One for Ireland will provide an essential funding injection to a number of invaluable services for mental health, and for other causes in the years to come
In the meantime, however, One for Ireland will provide an essential funding injection to a number of invaluable services for mental health, and for other causes in the years to come. After all, Clancy believes that One for Ireland can only continue to grow and generate more revenue and more excitement, seeing it as a national calendar event in the future. Much of the energy behind the movement comes from the fact that the founders and active members are all young themselves. Clancy considers it a “student and young-people-based campaign”, given that it emerged from conversation between college students and graduates over the best way to tackle the injustice and inequality they saw around them. The same drive to change Irish society has been present in other student-heavy campaigns this year, such as the movement against fees, the weight behind repeal the eighth, the student activism that led NUI Galway and Trinity to commit to divesting from fossil fuels. Irish students are recognising the deep-seated flaws in Irish society and stepping forward to do something about them.

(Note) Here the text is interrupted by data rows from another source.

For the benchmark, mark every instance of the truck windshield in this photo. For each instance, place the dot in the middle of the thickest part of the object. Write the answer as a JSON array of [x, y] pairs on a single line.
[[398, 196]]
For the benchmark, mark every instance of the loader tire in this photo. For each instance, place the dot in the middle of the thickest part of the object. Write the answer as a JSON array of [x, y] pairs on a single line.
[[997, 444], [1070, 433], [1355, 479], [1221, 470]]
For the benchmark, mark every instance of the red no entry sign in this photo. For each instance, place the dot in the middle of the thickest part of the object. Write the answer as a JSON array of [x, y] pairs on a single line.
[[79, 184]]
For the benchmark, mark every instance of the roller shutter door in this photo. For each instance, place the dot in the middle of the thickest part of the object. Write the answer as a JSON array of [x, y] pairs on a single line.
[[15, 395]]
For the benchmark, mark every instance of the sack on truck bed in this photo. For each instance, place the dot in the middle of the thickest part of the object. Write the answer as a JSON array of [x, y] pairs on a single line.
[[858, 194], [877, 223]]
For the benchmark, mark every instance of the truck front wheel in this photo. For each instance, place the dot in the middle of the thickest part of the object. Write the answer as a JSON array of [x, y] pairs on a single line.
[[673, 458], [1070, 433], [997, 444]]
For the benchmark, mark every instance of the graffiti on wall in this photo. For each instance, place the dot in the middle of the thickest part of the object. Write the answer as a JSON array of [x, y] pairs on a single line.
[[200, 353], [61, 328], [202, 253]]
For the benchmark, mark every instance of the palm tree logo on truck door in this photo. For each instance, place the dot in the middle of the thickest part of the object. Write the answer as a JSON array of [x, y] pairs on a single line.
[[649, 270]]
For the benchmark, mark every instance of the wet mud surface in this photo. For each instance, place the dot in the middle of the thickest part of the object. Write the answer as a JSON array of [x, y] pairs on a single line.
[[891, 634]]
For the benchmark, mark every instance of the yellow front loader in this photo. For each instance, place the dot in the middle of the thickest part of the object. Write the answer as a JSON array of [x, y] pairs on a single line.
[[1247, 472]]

Those behind One for Ireland don’t yet know what cause next year will bring or what exciting project they can throw their innovative fundraising behind. Their focus is on this weekend and their ambitious goal of €1 million for youth mental health. Clancy is currently on the hunt for volunteers, emphasising the importance of having young people involved in the implementation and promotion of the cause. Keane agrees that “young people predominantly helping young people” is an incredibly essential aspect of any youth-focused campaign, adding that One for Ireland can only truly build momentum with the help of a grassroots youth movement. Last year – their first year – saw them raise €170,000 for homeless families in Ireland. With more support and a wider net, this year will hopefully see them raise even more.